Beyond this specific debugging session, message 340 illustrates a universal principle of systems engineering: caching is a double-edged sword. The PCE cache dramatically improves proving performance by avoiding redundant circuit extraction, but it introduces a coupling between persisted data and code versions. Any change to the extraction logic (even a seemingly minor constructor adjustment) can silently invalidate cached data. The lack of versioning in the cache key is a design flaw that this debugging session has exposed.
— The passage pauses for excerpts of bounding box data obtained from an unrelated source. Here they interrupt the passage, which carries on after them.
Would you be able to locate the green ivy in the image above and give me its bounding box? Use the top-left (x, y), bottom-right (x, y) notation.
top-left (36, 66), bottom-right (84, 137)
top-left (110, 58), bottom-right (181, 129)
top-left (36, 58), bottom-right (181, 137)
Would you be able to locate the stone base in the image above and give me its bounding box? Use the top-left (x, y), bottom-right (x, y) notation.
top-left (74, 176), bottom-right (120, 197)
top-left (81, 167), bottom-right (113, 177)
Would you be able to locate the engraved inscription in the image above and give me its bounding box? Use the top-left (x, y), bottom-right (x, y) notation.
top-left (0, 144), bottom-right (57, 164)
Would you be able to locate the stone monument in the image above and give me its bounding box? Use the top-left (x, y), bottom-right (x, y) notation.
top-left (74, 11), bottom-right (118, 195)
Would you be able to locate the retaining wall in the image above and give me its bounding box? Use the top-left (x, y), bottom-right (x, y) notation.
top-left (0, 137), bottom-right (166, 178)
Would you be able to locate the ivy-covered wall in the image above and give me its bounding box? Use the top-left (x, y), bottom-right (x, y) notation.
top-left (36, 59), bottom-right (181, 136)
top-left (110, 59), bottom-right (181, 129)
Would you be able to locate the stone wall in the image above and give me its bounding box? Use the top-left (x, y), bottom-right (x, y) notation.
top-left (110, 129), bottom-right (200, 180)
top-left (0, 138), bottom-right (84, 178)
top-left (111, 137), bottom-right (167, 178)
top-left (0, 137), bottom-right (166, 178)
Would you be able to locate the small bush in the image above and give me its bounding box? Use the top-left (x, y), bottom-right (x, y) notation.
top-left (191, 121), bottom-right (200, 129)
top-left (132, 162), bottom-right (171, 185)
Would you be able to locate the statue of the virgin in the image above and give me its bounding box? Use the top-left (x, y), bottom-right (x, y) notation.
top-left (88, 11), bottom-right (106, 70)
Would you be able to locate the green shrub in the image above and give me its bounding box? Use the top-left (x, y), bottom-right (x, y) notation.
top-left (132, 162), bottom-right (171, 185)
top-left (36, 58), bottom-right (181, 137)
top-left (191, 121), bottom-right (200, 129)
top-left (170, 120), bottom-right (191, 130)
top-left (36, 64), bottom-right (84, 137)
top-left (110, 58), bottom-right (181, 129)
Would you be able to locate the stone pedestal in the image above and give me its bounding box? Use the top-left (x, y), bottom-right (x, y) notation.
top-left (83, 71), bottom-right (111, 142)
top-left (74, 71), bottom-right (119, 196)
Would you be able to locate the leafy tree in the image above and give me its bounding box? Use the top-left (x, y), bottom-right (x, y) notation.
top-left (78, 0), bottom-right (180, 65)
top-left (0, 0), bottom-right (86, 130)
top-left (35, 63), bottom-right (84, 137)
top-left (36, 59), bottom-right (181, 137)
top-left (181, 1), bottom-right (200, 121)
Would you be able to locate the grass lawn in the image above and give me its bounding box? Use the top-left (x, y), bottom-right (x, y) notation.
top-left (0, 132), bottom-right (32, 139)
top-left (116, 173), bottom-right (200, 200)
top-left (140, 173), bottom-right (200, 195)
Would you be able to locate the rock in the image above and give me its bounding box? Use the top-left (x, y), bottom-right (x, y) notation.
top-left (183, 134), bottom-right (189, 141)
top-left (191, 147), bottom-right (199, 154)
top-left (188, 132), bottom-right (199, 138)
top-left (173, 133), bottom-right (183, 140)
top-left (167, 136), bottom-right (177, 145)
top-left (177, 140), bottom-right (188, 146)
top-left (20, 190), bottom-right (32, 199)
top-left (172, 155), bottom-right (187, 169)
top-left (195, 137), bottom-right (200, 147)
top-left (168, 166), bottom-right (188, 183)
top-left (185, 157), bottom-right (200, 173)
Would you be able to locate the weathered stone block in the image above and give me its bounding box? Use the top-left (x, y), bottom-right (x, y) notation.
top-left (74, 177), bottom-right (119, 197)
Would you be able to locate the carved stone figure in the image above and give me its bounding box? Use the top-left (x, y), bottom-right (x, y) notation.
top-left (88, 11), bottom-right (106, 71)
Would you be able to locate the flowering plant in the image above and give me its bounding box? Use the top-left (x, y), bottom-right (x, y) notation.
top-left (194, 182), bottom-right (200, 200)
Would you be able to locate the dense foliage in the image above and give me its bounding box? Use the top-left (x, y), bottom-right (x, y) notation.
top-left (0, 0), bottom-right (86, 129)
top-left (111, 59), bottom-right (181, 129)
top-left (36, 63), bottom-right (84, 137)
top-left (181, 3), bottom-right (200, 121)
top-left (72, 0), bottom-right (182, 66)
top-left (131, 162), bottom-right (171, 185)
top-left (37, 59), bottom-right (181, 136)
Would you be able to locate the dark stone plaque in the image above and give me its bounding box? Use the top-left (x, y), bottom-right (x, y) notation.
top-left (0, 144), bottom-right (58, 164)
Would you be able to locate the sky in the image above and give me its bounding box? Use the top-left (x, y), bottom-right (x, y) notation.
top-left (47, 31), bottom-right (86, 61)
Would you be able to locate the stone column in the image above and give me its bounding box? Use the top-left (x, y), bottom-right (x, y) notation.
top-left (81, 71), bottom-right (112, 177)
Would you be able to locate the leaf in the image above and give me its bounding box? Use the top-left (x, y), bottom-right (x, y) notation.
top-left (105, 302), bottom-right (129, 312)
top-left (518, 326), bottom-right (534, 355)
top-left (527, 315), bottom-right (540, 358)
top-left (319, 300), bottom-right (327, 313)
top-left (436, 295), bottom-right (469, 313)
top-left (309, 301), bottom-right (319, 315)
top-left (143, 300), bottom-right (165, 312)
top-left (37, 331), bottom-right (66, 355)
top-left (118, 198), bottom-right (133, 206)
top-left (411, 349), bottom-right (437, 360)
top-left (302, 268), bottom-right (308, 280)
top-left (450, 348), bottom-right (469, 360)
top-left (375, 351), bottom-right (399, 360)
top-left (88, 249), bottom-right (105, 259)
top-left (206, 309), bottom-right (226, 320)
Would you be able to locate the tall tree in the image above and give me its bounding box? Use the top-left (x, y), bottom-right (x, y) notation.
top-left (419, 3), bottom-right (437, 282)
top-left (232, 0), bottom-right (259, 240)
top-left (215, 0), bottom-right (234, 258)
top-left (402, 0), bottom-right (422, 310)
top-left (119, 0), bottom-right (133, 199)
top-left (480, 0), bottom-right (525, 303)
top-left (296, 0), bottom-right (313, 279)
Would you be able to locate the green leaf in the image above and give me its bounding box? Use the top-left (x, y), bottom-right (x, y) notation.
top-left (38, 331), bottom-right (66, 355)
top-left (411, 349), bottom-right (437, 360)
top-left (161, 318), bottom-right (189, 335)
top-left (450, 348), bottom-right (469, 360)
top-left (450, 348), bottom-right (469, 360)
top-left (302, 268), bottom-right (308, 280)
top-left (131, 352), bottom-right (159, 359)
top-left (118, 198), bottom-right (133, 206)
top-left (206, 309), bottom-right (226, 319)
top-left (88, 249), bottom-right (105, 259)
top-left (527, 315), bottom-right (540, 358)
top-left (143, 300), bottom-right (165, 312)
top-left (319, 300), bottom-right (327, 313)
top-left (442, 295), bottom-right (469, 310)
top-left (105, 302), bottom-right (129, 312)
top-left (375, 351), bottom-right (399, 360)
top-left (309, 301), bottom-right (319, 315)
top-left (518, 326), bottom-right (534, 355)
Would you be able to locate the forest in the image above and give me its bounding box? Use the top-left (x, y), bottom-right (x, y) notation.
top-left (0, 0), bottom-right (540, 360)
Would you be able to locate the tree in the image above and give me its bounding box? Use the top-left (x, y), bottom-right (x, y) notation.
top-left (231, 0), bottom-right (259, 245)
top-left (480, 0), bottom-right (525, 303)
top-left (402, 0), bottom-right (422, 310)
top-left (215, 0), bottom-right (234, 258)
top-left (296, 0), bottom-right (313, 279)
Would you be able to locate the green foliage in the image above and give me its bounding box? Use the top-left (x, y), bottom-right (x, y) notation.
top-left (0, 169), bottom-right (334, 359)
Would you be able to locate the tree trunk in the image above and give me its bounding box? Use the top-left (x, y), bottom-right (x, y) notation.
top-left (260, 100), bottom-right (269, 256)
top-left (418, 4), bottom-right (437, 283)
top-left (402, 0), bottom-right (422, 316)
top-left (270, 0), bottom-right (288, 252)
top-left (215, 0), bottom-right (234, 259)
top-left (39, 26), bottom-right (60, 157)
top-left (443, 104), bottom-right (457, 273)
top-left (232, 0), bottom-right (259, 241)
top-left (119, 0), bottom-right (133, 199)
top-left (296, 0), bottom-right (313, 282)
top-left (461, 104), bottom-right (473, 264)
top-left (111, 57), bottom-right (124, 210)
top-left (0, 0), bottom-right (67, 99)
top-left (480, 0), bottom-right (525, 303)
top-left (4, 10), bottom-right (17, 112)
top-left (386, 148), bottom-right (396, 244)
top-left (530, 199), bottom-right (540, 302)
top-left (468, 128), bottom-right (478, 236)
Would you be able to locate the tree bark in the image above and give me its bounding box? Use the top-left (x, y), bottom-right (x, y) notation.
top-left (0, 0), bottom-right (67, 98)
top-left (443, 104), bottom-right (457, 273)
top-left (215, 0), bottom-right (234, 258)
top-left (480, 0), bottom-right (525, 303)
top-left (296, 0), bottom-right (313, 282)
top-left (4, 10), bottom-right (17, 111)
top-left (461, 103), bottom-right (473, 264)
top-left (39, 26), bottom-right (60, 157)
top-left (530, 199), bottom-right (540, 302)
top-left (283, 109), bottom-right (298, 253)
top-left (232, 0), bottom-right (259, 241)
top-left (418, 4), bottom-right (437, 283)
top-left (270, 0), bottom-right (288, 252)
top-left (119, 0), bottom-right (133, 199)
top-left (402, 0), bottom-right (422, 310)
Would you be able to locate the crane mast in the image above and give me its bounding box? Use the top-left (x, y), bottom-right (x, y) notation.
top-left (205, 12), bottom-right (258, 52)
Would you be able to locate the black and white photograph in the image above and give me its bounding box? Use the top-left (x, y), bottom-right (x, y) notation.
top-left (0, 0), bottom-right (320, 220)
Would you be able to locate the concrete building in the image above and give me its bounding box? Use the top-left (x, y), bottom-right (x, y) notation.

The message also demonstrates the value of reading source code as a diagnostic tool. In a world of black-box debugging — where engineers often rely on logs, metrics, and dashboards — the assistant's willingness to dive into the actual implementation of circuit_id_pce_name is a reminder that understanding the code is sometimes the fastest path to understanding the bug.

Conclusion

Message 340 is a deceptively simple read operation that sits at the intersection of a complex debugging narrative. It is the moment when a hypothesis about stale cached data meets the code that would confirm or refute it. By reading the circuit_id_pce_name function, the assistant gains the knowledge needed to proceed with the investigation: the naming convention for PCE cache files, the lack of versioning in cache keys, and the path forward for either confirming the hypothesis or exploring alternative explanations. In the broader arc of the conversation, this message represents a pivot from abstract reasoning to concrete verification — the point at which a theory about a bug begins to engage with the actual mechanics of the system.